The governor, a lame duck, criticized legislative plans for rejecting tax hikes but not replacing the revenues with realistic cuts. He suggested the Legislature, which is up for re-election this year, produced populist plans that ignore the full extent of the fiscal crisis.
The emergency bill proposed Wednesday by Paterson calls for $4.6 billion in spending to keep the government operating through April 14. It includes $2.95 billion in Medicaid payments and $377 million for state worker salaries.
To deal with the state's $9.2 billion deficit, the Assembly plan relies heavily on borrowing: $2 billion worth.
"The borrowing has gotten us into this," Assemblyman James Hayes, R-Amherst, told his colleagues during the floor debate Wednesday night. He said the state's debt level already has soared to $57 billion; $10 billion of that still remains from past borrowings just to cover deficits over the years.
But Assembly Ways and Means Chairman Herman Farrell said the borrowing, a 10-year bond, will be done at a time of low interest rates in the marketplace. Farrell also insisted a budget deal can come together before this weekend.
Health care groups praised Assembly Democrats for restoring more than $300 million to hospitals, nursing homes and home care services.
The Democrats also proposed cutting $800 million in state aid to public schools -- $600 million below the level called for by both Paterson and Senate Democrats. The Assembly plan totals $136.7 billion.
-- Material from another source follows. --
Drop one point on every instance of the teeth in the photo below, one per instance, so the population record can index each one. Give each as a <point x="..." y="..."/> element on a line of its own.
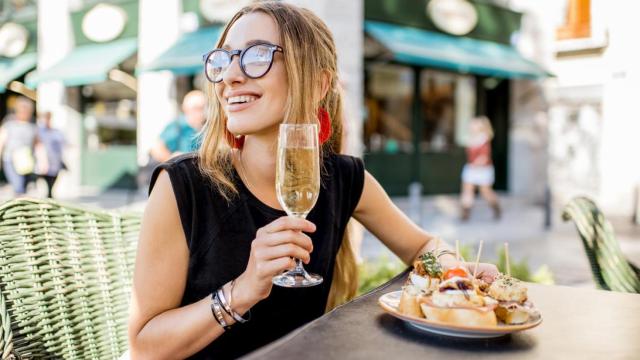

The nonbinding Assembly resolution, passed Wednesday night, also includes Paterson's plan for a $1-per-pack cigarette tax increase, but rejects $600 million in revenues Paterson envisioned by imposing an excise tax on sugar-flavored beverages and permitting wine sales in grocery stores.
The Assembly plan restores money to a variety of social welfare programs, as well as the State University of New York system and financial aid for college students.
Assembly Democrats also accepted Paterson's call to cut state aid to cities, towns and villages from 2 percent to 5 percent, but restores $12 million in grants to Buffalo and Erie County.